Quantum Entanglement tangles one of Einstein’s theories

As uncommon as it is to receive one, everyone is familiar with the Nobel Prize title, whether it was concerning the subjects of chemistry, literature, or physics. This year, the winners of the Physics Nobel Prize were announced on Oct. 4, 2022. However, unlike other years, the newest Physics Nobel Prize was something extraordinary and fascinating awarded to three physicists. The discovery was out of this world, challenging the outlooks of physics understanding, and involved quantum mechanics, or more specifically, quantum entanglement.
Quantum entanglement, in simple terms, is the connection between two particles no matter how far apart they are. If a particle were to be observed depending on its spin, momentum, or any other quantum properties, the properties of the other particle that can be light years away could be predicted using the idea of probability because there only are two states that exist. Deemed as “spooky action at a distance” by Albert Einstein, this property of instantaneous change (quantum entanglement) goes directly against his theory of relativity due to Einstein’s prediction of the fact that nothing can travel faster than light. Einstein did not like that explanation at all and proceeded to interpret it in his own way of “hidden information” that objectively surrounds the particles. Known as the “hidden variables theories”, many other scientists like Bohr disagreed with Einstein and thought that the only way to describe a quantum system was by using wavefunctions.
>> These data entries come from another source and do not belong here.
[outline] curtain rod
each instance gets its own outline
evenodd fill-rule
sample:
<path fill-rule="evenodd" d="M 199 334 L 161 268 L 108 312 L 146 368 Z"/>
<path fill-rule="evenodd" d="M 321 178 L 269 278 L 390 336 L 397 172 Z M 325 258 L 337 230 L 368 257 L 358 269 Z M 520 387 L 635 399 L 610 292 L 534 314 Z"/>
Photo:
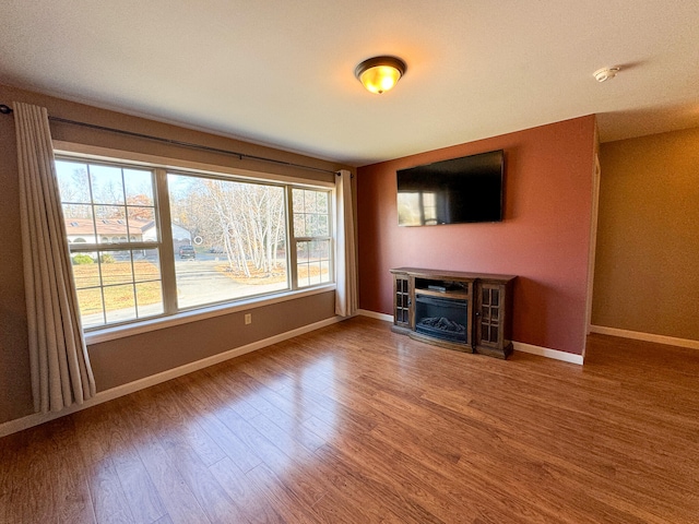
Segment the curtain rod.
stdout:
<path fill-rule="evenodd" d="M 12 112 L 13 112 L 13 109 L 10 106 L 5 104 L 0 104 L 0 114 L 11 115 Z M 79 126 L 81 128 L 96 129 L 98 131 L 107 131 L 109 133 L 122 134 L 122 135 L 131 136 L 135 139 L 152 140 L 154 142 L 159 142 L 163 144 L 178 145 L 180 147 L 189 147 L 190 150 L 200 150 L 200 151 L 206 151 L 210 153 L 220 153 L 228 156 L 237 156 L 239 160 L 242 160 L 242 159 L 259 160 L 259 162 L 266 162 L 270 164 L 276 164 L 277 166 L 296 167 L 296 168 L 306 169 L 309 171 L 339 175 L 339 171 L 333 171 L 331 169 L 322 169 L 320 167 L 304 166 L 303 164 L 295 164 L 293 162 L 277 160 L 275 158 L 269 158 L 265 156 L 248 155 L 246 153 L 238 153 L 236 151 L 230 151 L 230 150 L 221 150 L 218 147 L 210 147 L 208 145 L 194 144 L 191 142 L 182 142 L 180 140 L 164 139 L 162 136 L 153 136 L 152 134 L 137 133 L 134 131 L 125 131 L 122 129 L 107 128 L 105 126 L 97 126 L 95 123 L 79 122 L 76 120 L 69 120 L 67 118 L 49 116 L 48 119 L 52 122 L 68 123 L 70 126 Z"/>

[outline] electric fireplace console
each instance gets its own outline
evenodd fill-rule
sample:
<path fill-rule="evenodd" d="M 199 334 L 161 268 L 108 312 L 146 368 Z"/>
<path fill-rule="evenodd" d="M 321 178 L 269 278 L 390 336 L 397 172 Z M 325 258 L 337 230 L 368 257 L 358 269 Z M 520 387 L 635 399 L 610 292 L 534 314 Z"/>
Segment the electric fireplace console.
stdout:
<path fill-rule="evenodd" d="M 393 274 L 396 333 L 466 353 L 512 353 L 516 276 L 398 267 Z"/>

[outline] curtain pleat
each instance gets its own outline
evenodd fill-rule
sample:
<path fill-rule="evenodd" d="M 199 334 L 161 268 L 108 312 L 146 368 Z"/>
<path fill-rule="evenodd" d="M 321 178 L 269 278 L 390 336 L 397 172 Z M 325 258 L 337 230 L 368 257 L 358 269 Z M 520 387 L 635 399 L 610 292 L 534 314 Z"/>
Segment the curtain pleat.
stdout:
<path fill-rule="evenodd" d="M 341 170 L 335 177 L 337 196 L 337 234 L 335 243 L 336 290 L 335 314 L 357 314 L 357 247 L 355 245 L 354 207 L 352 205 L 352 175 Z"/>
<path fill-rule="evenodd" d="M 20 212 L 35 412 L 95 394 L 80 323 L 46 108 L 15 103 Z"/>

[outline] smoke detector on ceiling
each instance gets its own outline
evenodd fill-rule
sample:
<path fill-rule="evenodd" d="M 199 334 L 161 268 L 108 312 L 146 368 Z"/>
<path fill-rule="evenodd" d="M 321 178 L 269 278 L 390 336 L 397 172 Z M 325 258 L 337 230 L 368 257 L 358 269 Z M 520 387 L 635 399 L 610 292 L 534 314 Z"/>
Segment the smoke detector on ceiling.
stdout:
<path fill-rule="evenodd" d="M 594 73 L 592 73 L 592 75 L 597 82 L 606 82 L 607 80 L 616 76 L 616 73 L 618 73 L 620 70 L 621 68 L 602 68 L 597 69 Z"/>

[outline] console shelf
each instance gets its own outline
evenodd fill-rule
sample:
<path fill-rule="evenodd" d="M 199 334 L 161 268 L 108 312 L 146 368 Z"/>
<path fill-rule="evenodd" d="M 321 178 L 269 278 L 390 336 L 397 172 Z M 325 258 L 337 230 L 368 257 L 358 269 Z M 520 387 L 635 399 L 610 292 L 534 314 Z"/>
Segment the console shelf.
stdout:
<path fill-rule="evenodd" d="M 512 353 L 513 275 L 396 267 L 393 331 L 466 353 Z"/>

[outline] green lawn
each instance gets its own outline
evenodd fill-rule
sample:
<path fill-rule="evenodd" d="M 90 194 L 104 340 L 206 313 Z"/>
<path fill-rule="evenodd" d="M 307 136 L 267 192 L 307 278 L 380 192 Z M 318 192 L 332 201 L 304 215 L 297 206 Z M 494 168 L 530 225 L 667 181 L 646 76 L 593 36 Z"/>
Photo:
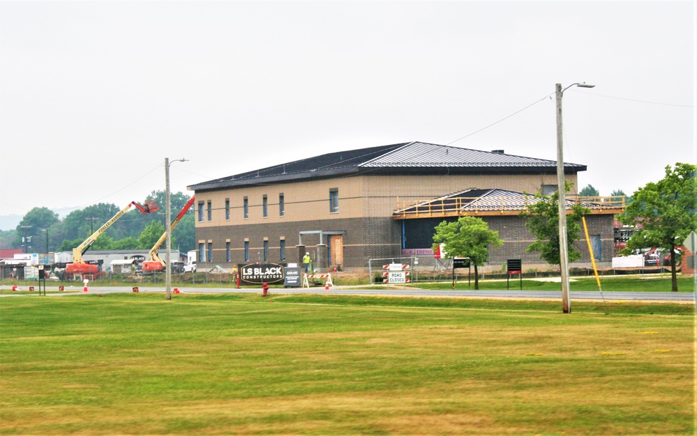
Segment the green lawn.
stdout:
<path fill-rule="evenodd" d="M 558 280 L 558 278 L 557 278 Z M 471 282 L 471 283 L 470 283 Z M 606 276 L 600 278 L 600 284 L 604 291 L 638 291 L 638 292 L 670 292 L 670 274 L 647 274 L 645 276 Z M 419 283 L 414 286 L 424 289 L 451 289 L 452 281 Z M 480 290 L 520 289 L 520 279 L 514 276 L 507 283 L 506 280 L 479 280 Z M 460 275 L 455 283 L 455 288 L 474 289 L 474 279 L 467 279 L 467 274 Z M 569 288 L 574 290 L 599 290 L 598 282 L 594 277 L 570 277 Z M 677 288 L 679 292 L 694 293 L 694 279 L 690 276 L 678 274 Z M 544 279 L 523 279 L 523 290 L 560 290 L 562 285 L 559 281 L 545 281 Z"/>
<path fill-rule="evenodd" d="M 3 298 L 0 434 L 694 434 L 694 307 L 558 306 Z"/>

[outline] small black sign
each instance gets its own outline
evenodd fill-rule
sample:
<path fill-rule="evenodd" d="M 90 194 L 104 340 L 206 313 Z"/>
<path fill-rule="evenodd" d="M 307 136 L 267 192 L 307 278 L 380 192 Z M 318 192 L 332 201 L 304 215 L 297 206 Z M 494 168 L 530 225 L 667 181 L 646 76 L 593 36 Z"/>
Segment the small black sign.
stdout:
<path fill-rule="evenodd" d="M 239 264 L 239 279 L 245 283 L 260 284 L 283 281 L 283 265 L 276 263 Z"/>
<path fill-rule="evenodd" d="M 469 268 L 469 258 L 453 258 L 453 268 Z"/>
<path fill-rule="evenodd" d="M 520 259 L 509 259 L 506 261 L 509 274 L 523 274 L 523 261 Z"/>
<path fill-rule="evenodd" d="M 283 286 L 286 288 L 299 288 L 303 285 L 301 280 L 302 268 L 299 267 L 286 267 L 285 278 L 283 279 Z"/>

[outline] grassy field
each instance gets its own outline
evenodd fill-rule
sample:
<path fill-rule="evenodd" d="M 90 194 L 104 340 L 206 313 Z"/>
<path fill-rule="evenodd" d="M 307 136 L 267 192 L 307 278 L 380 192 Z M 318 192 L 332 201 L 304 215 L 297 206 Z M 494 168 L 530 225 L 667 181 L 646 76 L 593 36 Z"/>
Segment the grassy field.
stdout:
<path fill-rule="evenodd" d="M 605 291 L 640 291 L 640 292 L 670 292 L 670 274 L 647 274 L 645 276 L 608 276 L 601 277 L 601 285 Z M 558 279 L 557 279 L 558 280 Z M 571 292 L 574 290 L 598 290 L 598 283 L 594 277 L 571 277 L 569 288 Z M 474 289 L 474 279 L 471 283 L 465 274 L 464 279 L 462 276 L 456 282 L 456 289 Z M 437 283 L 416 283 L 415 286 L 425 289 L 451 289 L 452 282 L 440 282 Z M 520 280 L 511 276 L 507 283 L 505 280 L 480 280 L 479 289 L 495 290 L 520 289 Z M 677 276 L 678 292 L 694 293 L 694 279 L 689 276 Z M 523 290 L 560 290 L 562 286 L 559 281 L 523 279 Z"/>
<path fill-rule="evenodd" d="M 694 308 L 608 304 L 3 298 L 0 433 L 694 434 Z"/>

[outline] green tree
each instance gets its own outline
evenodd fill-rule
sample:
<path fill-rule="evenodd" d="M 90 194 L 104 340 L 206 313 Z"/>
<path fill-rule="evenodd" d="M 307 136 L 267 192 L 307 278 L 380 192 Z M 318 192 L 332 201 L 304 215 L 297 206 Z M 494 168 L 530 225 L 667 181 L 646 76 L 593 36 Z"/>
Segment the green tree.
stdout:
<path fill-rule="evenodd" d="M 137 238 L 133 238 L 133 236 L 127 236 L 123 239 L 120 239 L 117 241 L 114 241 L 112 244 L 112 250 L 137 250 L 140 249 L 145 248 L 140 246 L 140 242 L 138 242 Z M 150 248 L 149 247 L 148 247 Z"/>
<path fill-rule="evenodd" d="M 45 232 L 47 228 L 59 221 L 58 214 L 48 208 L 34 208 L 27 212 L 17 226 L 15 231 L 14 245 L 24 247 L 22 238 L 27 237 L 31 238 L 31 242 L 29 245 L 32 247 L 31 251 L 34 252 L 45 251 Z"/>
<path fill-rule="evenodd" d="M 697 165 L 675 164 L 666 167 L 666 177 L 650 182 L 632 195 L 620 216 L 623 224 L 636 226 L 622 254 L 643 248 L 661 248 L 670 254 L 671 290 L 677 291 L 677 248 L 697 227 Z"/>
<path fill-rule="evenodd" d="M 592 185 L 587 185 L 580 190 L 578 195 L 584 197 L 597 197 L 600 196 L 600 192 L 594 188 Z"/>
<path fill-rule="evenodd" d="M 469 258 L 474 265 L 474 289 L 479 288 L 477 267 L 484 265 L 489 259 L 488 247 L 497 248 L 503 244 L 499 233 L 489 230 L 489 226 L 481 218 L 460 217 L 457 221 L 444 221 L 435 226 L 433 248 L 441 243 L 448 256 Z"/>
<path fill-rule="evenodd" d="M 567 185 L 567 192 L 569 185 Z M 559 244 L 559 193 L 551 195 L 542 195 L 538 192 L 534 195 L 534 201 L 528 208 L 528 211 L 523 211 L 520 216 L 527 219 L 525 227 L 537 238 L 525 249 L 526 253 L 539 251 L 540 258 L 550 265 L 558 265 L 561 268 L 561 255 Z M 568 210 L 568 208 L 567 208 Z M 571 213 L 567 215 L 567 242 L 569 247 L 569 262 L 580 258 L 581 254 L 573 247 L 574 242 L 579 239 L 580 221 L 583 215 L 590 211 L 578 203 L 571 207 Z"/>
<path fill-rule="evenodd" d="M 138 243 L 143 248 L 149 249 L 164 233 L 165 226 L 162 223 L 153 219 L 143 231 L 143 233 L 140 233 L 140 236 L 138 237 Z M 172 242 L 174 242 L 174 238 L 172 238 Z"/>

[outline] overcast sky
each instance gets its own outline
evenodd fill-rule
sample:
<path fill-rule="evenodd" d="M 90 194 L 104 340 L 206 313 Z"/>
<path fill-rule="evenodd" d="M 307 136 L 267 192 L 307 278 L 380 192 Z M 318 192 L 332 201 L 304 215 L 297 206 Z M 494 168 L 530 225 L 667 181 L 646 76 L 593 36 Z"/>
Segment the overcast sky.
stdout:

It became the status quo for many years, and to go against such a complex yet decided the concept was career suicide until John Stewart Bell came along. He experimented with the concept of hidden variables and derived a mathematical theorem called “Bell’s inequality,” which showed that any classical theories that involve local realism could not interact with quantum mechanics at all. Bell’s inequality asserts that there has to be a relationship exhibited between the particles if the particles do contain information about their states, and a different relationship if the particles were to be observed at the exact moment of being observed.
John Clauser, born in Pasadena, California, was one of the winners of the Nobel Prize in 2022. He was one of the first to actually conduct a Bell experiment while repeatedly breaking Bell’s inequality, proving Einstein to be wrong. John Clauser and his student decided to release calcium atoms through an arc lamp, which increases the kinetic energy inside the atoms and then decreases the energy due to photons. Through the experiments that John Clauser conducted, the results all came out as there were no hidden variables. A factor that might have contributed to the experiments working like normal quantum mechanics was the fact that Clauser had fixed positions for the polarizers. To be able to manipulate the positions that the photons would be measured at would be very difficult, which is where Alain Aspects comes into play to figure out how to deal with the loopholes in the previous experiments. Alain Aspects, a French physicist born in Agen, released calcium atoms but changed it to a laser instead. He figured out a way to measure the photons without moving the polarizers, and that was through the idea of having a transducer (in this case, he used quartz) implemented into the process.
Now many may wonder how this discovery impacts the real world, and what the significance of quantum mechanics or even the 2022 physics Nobel Prize is. Those questions could be answered through Anton Zeilinger, an Austrian scientist, who came up with the concept of quantum teleportation. These groundbreaking discoveries about quantum information will have a huge impact on quantum computing and quantum cryptography. All three of these gentlemen are willing to challenge the set rules of quantum mechanics and draw a distinct point of view in the quantum world overall. Science cannot move on without others challenging the breaking point, and just as Anton Zeilinger once said, “It was always curiosity, and still is curiosity.”